No. There is no “other admin confirmation”. They are either an admin or they’re not. If you want to review actions they’ve taken, there is both moderator and admin logs available to show what actions have been performed by others.

This is highly dependent on how exactly it was installed. You would want to delete any Wordpress files. If those files are in a specific folder, it would be a simple as deleting that folder. If you mixed it in with IPB files, you would have to sort out what is which and only delete the Wordpress files. If you don't know which is which, you can download a set of IPB files from your client area and look at what directories, files, etc are associated with IPB. If your Wordpress is installed in a separate database, you could simply delete that database. If it's shared with your IPB install, you would need to manually separate those as well. If you had any 3rd party integrations to tie your Wordpress to your IPB, you would want to remove those as well.

Awesome. Glad it worked. 🙂

Reach out to the account team. 🙂 https://invisioncommunity.com/contact-us

You need to remove the image from the bottom thumbnails in the attachment section at the bottom. If the image is still attached but not “placed” it will just show up at the end.

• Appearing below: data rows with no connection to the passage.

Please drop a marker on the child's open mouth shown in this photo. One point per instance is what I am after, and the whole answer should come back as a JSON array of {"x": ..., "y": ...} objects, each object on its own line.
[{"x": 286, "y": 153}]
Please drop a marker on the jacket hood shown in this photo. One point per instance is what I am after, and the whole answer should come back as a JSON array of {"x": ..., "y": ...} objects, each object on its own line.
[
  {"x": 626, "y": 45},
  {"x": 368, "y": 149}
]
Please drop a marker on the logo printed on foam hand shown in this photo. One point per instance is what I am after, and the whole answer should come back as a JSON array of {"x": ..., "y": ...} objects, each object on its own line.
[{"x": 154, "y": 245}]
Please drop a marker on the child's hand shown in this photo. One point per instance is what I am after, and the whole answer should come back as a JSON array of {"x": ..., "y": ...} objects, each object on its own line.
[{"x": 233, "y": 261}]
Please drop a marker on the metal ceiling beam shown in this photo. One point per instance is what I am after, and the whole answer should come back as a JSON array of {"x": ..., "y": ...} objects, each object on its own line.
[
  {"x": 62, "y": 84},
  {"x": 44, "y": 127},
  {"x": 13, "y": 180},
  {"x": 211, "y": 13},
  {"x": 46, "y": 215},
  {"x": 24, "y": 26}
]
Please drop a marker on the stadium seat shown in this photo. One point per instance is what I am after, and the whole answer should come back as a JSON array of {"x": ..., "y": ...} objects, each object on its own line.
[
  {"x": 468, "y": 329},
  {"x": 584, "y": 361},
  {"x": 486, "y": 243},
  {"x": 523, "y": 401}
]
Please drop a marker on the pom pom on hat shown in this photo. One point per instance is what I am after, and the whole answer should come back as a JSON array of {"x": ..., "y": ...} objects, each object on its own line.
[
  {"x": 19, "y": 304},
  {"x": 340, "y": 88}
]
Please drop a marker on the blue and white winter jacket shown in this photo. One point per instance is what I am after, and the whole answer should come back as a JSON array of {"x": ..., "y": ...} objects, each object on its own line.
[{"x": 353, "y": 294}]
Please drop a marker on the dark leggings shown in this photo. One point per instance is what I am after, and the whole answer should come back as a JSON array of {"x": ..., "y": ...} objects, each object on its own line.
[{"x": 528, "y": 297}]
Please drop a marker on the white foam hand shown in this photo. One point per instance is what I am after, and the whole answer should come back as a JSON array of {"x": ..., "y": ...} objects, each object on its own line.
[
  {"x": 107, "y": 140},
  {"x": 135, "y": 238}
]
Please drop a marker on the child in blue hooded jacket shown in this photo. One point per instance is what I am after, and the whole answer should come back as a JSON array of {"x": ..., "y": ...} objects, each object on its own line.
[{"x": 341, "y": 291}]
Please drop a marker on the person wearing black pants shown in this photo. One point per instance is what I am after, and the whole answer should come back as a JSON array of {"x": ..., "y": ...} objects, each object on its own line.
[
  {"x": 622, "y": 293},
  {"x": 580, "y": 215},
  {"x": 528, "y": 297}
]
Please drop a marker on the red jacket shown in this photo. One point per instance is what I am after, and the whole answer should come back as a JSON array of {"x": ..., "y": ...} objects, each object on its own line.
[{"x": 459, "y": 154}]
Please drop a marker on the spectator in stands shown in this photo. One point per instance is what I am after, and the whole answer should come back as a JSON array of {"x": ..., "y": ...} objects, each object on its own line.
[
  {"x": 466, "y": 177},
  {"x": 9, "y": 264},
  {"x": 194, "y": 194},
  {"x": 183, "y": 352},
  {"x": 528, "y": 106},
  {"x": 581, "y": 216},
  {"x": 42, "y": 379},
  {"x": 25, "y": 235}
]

It’s a non-issue. Safari did this years ago already. Google is a long time late to the party.

You are looking at the wrong space. The error message tells you where is out of space: Disk full (/tmp/#sql-temptable-70e-3aef8-cea.MAI); waiting for someone to free some space... (errno: 28 "No space left on device") (1021) The /tmp/ partition is basically like a separate drive on a Linux server. It’s used for as you might expect from the name… TEMPORARY files. Restarting the server might temporarily clear some of those temp files but it does not necessarily solve why it’s filling up. This is a servet issue you would need to discuss with your hosting provider. Invision can’t help troubleshoot server/hosting issues.